Office- and national-level breakdowns of fully favorable vs denial rates aren't currently published by SSA in the per-office disposition data. The judge's own breakdown is the detail we have today.
Approval rate over time
Year-over-year approval rate across Judge Sasena's docket. Annual rates fluctuate with the mix of cases SSA assigns; the longer-run pattern is more informative than any single year.
Decision pattern
Over his 2 years on the bench, Judge Sasena has maintained a consistent approach to disability claims. His yearly approval rates remained steady, moving from 62% in 2016 to 61% in 2017. This stability suggests a predictable decision-making process. The latest period reflects a continuation of this steady pattern, providing a reliable baseline for understanding courtroom expectations.
Preparing for an SSDI hearing
The guidance below applies to any SSDI hearing, not specifically to Judge Sasena's bench. Judge-specific preparation guidance requires a corpus of public Appeals Council decisions involving each judge, which we haven't built yet.

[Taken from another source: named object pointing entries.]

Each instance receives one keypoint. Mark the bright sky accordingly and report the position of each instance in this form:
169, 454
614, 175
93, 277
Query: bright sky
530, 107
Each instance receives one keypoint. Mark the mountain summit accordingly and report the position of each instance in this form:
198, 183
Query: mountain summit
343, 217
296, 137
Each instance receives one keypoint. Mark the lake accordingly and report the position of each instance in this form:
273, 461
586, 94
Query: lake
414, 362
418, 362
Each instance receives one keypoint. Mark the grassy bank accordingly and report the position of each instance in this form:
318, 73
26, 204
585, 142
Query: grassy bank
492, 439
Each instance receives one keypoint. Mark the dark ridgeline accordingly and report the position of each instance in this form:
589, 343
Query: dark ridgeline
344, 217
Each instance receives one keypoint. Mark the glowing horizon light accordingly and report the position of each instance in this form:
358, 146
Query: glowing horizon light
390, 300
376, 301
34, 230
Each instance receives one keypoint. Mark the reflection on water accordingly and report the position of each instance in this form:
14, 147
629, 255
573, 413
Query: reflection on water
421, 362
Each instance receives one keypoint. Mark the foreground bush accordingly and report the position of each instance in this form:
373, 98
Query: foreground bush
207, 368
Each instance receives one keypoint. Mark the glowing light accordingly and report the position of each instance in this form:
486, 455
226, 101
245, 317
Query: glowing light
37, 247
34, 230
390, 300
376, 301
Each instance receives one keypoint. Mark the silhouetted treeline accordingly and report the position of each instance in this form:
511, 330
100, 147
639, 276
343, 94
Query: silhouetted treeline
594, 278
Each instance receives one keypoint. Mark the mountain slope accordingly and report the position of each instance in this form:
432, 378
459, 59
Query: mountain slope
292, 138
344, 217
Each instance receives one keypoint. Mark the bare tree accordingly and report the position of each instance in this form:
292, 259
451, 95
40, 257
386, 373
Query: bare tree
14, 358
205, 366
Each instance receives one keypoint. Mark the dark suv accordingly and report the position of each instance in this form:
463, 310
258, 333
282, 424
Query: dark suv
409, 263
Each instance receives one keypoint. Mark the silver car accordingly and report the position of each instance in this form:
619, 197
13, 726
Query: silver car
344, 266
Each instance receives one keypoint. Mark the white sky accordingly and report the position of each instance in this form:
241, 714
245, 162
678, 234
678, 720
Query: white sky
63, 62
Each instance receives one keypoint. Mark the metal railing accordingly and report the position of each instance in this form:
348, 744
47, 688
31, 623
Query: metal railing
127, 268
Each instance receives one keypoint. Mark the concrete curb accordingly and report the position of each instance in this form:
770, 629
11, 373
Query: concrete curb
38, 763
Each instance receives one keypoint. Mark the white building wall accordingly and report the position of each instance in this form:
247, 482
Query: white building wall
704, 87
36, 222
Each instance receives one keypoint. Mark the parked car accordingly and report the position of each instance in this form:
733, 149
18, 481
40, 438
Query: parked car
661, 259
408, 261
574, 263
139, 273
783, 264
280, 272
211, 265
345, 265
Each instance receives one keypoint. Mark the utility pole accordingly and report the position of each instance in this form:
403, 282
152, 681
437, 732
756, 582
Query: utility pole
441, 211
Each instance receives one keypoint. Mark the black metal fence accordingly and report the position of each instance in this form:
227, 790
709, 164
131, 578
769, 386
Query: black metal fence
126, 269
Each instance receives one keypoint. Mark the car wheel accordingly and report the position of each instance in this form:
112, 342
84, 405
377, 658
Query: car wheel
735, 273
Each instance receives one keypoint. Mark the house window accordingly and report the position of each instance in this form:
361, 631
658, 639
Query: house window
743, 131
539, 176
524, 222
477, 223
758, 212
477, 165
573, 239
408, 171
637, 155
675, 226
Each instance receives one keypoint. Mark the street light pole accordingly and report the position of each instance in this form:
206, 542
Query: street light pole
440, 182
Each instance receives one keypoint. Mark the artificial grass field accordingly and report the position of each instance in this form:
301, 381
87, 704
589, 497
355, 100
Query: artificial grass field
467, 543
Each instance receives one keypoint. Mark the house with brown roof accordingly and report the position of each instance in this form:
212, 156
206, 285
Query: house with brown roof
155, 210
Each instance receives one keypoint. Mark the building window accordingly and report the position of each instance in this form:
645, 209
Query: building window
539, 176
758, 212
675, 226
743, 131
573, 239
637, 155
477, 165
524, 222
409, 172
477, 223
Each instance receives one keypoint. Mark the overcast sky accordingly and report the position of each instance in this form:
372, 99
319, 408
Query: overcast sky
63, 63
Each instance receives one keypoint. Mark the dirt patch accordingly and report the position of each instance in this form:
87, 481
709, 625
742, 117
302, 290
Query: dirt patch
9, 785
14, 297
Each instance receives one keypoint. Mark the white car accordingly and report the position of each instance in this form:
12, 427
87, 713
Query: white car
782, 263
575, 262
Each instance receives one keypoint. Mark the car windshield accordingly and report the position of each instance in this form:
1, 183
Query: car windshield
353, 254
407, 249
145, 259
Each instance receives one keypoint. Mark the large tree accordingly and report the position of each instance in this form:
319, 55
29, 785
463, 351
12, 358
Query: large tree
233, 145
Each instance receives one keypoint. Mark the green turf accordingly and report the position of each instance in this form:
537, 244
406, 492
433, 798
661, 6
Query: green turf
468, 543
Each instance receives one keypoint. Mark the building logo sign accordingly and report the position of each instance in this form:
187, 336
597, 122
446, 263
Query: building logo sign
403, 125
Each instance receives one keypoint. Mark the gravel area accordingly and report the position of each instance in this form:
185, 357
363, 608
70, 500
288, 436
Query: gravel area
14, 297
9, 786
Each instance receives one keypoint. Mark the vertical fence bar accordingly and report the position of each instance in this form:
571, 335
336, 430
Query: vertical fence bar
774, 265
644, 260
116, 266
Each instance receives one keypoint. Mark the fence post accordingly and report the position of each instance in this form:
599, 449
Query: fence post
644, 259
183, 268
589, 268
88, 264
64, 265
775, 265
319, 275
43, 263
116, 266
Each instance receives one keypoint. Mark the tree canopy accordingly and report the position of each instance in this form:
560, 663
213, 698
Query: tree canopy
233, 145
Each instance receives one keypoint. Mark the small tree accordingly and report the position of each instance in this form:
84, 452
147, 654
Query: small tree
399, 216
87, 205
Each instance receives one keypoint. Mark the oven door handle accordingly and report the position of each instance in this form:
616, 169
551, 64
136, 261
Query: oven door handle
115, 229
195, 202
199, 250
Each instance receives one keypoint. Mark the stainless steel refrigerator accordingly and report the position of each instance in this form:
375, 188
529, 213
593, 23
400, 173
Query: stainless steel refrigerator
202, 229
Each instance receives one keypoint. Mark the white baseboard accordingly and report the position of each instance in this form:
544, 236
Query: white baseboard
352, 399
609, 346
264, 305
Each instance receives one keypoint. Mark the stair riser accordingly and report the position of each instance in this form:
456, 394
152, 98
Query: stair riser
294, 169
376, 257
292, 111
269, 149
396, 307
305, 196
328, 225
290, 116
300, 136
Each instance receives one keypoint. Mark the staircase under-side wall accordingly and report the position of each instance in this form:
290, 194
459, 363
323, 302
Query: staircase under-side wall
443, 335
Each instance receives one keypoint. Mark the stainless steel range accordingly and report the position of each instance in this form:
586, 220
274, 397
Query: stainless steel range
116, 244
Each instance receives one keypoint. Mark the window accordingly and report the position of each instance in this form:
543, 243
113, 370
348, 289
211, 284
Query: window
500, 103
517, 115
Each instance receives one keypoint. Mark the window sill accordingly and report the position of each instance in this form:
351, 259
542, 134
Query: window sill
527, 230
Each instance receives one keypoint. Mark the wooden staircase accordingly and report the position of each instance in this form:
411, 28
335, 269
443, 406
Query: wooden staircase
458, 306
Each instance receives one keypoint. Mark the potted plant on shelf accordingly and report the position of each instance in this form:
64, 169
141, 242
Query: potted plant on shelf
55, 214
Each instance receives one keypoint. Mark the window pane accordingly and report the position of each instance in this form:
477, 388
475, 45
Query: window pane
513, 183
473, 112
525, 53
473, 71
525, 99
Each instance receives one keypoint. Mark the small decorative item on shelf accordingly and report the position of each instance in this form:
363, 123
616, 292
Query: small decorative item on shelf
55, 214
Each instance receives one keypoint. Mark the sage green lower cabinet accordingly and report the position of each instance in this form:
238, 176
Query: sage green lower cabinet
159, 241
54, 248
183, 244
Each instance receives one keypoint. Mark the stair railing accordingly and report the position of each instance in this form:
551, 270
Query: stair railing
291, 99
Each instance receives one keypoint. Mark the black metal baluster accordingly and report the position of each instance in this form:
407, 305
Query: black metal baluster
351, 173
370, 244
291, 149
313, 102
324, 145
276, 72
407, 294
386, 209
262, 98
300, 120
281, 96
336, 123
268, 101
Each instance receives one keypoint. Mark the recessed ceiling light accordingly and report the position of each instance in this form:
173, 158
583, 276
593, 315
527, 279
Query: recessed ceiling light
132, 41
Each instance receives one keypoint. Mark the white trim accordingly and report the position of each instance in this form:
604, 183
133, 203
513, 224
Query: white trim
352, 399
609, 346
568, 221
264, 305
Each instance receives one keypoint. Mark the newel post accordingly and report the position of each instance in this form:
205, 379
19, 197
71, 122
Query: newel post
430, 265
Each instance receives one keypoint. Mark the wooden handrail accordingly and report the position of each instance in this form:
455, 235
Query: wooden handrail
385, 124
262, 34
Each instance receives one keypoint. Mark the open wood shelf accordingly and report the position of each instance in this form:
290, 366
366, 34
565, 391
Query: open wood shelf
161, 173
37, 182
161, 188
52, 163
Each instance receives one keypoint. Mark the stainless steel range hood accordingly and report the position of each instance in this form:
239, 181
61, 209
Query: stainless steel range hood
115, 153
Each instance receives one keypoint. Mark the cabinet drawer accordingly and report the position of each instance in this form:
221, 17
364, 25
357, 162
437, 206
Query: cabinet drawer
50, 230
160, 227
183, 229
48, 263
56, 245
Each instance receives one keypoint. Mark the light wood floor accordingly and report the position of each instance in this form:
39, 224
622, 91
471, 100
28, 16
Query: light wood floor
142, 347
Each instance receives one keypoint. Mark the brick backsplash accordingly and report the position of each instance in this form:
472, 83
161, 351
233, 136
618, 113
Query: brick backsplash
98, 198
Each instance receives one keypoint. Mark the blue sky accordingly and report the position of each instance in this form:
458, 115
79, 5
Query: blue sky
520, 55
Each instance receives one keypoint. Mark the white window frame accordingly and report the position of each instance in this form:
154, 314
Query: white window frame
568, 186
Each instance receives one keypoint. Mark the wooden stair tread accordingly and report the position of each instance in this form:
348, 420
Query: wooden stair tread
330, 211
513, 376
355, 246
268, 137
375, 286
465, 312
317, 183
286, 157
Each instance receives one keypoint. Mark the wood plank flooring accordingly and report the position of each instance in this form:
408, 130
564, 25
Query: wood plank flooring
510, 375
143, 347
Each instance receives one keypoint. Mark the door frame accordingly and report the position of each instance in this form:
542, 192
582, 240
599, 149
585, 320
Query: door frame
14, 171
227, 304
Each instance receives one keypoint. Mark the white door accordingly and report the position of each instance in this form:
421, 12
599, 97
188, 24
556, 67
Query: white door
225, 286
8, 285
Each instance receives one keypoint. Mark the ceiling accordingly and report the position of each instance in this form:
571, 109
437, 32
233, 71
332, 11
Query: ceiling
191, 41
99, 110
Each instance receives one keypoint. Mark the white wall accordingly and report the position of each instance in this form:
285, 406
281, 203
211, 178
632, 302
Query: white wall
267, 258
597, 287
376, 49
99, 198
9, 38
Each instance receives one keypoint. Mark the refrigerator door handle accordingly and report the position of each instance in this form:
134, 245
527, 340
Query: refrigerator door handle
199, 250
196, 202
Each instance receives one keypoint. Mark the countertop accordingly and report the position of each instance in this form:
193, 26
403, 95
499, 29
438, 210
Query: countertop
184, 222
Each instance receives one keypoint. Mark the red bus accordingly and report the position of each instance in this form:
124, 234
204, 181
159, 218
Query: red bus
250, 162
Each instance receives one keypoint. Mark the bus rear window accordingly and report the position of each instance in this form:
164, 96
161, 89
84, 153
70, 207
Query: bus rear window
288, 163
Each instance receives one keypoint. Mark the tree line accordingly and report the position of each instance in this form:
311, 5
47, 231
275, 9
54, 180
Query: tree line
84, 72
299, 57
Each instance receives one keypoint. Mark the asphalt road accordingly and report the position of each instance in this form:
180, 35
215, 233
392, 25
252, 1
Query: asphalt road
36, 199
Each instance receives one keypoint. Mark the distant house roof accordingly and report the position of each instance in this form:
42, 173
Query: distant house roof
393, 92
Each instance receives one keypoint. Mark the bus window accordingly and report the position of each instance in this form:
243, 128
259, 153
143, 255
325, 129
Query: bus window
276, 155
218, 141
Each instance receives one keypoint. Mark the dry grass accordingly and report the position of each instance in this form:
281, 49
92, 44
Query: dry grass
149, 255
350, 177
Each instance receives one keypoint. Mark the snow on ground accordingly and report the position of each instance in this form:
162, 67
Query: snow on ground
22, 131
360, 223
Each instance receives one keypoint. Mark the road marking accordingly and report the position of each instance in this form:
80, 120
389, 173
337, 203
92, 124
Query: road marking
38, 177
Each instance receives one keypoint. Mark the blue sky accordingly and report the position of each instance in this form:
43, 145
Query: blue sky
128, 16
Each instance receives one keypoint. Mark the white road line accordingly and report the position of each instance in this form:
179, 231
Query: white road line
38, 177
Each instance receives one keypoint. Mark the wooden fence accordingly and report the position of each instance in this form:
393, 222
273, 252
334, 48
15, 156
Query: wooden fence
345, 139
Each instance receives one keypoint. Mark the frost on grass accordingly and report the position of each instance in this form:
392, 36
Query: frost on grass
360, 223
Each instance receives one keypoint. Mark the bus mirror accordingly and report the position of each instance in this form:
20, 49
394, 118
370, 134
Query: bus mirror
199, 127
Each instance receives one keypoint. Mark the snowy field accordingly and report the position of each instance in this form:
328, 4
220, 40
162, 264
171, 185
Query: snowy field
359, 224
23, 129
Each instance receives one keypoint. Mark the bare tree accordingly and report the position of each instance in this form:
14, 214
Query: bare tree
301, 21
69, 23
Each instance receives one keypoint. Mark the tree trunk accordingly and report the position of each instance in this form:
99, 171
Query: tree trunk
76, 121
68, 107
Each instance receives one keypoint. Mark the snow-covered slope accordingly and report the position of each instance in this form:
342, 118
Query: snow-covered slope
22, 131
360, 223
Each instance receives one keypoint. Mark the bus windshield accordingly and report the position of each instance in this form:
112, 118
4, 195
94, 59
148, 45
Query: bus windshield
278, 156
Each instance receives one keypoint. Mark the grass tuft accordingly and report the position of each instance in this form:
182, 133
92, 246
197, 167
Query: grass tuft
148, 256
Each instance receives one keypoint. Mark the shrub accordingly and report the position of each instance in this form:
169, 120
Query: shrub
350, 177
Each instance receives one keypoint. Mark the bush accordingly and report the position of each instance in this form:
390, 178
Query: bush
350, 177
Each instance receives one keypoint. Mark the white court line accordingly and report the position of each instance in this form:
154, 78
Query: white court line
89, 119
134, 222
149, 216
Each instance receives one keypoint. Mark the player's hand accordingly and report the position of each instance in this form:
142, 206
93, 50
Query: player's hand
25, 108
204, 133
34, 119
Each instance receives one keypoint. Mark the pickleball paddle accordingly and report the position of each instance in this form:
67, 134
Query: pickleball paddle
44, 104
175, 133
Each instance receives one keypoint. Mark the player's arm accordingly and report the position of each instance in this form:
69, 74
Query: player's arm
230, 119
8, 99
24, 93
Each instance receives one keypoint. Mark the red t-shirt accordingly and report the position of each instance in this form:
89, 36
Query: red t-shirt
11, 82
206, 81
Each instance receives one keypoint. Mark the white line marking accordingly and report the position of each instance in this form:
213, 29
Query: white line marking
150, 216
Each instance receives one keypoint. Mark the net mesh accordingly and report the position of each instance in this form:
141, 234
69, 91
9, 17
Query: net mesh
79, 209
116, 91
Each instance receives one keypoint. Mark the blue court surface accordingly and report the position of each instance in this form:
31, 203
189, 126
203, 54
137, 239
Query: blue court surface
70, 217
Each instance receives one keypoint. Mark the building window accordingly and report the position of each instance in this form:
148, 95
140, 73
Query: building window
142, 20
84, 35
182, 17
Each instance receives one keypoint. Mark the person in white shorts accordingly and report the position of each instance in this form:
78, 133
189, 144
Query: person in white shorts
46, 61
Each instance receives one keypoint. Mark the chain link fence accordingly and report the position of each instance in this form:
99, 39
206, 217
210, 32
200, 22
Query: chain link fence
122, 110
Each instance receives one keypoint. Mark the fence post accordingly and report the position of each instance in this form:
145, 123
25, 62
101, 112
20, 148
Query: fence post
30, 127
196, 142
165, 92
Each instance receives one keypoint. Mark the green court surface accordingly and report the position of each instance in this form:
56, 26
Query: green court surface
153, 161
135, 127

- Bring a clean treating-physician record. Longitudinal primary-care or specialist notes spanning the disability period, with consistent symptom documentation, are typically the strongest evidence at hearing. A single month's records usually aren't enough.
- Don't rely on consultative exams alone. If your medical evidence is built primarily around a one-time CE finding, expect detailed questioning. Supplement with treating-source statements where possible.
- Prepare for daily-activity questions. Have honest, specific answers about a typical day. Answers that conflict with the medical record (in either direction) tend to hurt credibility.
- Expect transferable-skills probing. A vocational expert will usually testify about jobs available to someone with your limitations. Your representative should be prepared to cross-examine.
Hearing with Judge Sasena? Free, confidential — see if you qualify for SSDI.
Free Benefits ReviewAbout the Livonia MI hearing office
The Livonia MI Hearing Office serves a significant volume of claimants throughout Michigan, operating with a bench of 6 judges. The office currently maintains an approval rate of 57%, which serves as a benchmark for the region. You can expect a standard administrative process focused on the verification of medical evidence and work history. You can visit the Livonia MI Hearing Office page for the full ALJ roster.
Other judges at this hearing office
The Social Security Administration utilizes a workload-balancing algorithm to assign cases, meaning your judge is typically selected at random. Within the Livonia MI office, lifetime approval rates among the bench range from 55% to 73%. Because case assignment is outside of your control, focusing on the strength of your medical documentation is the most effective way to prepare. For preparation purposes, the guidance is the same regardless of which judge you are assigned.